L’iscrizione nell’elenco speciale è riservata a coloro che non possono esercitare la professione in quanto incompatibili.
L’atto costitutivo della STP deve prevedere:
– l’esercizio in via esclusiva dell’attività professionale da parte dei soci;
– l’ammissione in qualità dei soci dei soli professionisti iscritti ad ordini, albi e collegi, fatta eccezione per soggetti non professionisti ammessi in qualità di socio per finalità di investimento o per prestazioni tecniche.
Per società tra professionisti o per società professionale si intende la società avente ad oggetto l’esercizio di una o più attività professionali per le quali sia richiesta l’iscrizione in appositi albi o elenchi regolamentati nel sistema ordinistico.
Tale precisazione necessita altresì di essere coordinata con le previsioni più direttamente attinenti alle professioni c.d. regolamentate, vale a dire alle professioni per cui l’ordinamento richiede l’iscrizione in Albi o Elenchi.

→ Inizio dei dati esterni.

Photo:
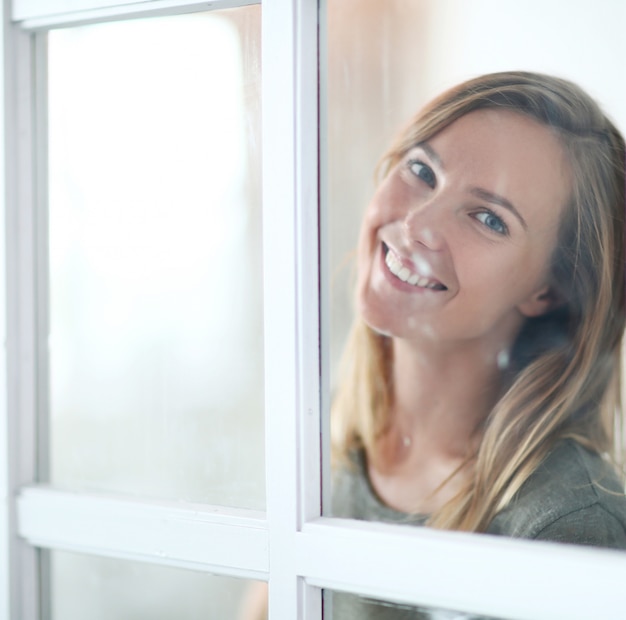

Per professione regolamentata si intende l’attività o l’insieme di attività il cui esercizio è consentito solo a seguito di iscrizione in ordini o collegi subordinatamente al possesso di qualifiche professionali o all’accertamento delle specifiche professionalità; per “professionista” si intende l’esercente la professione per come descritta dalia lett. a) della stessa disposizione.
In conclusione, il soggetto iscritto nell’Elenco speciale può partecipare ad una STP in qualità di socio di investimento ovvero in qualità di socio che fornisca mere prestazioni tecniche, ma non come socio professionista.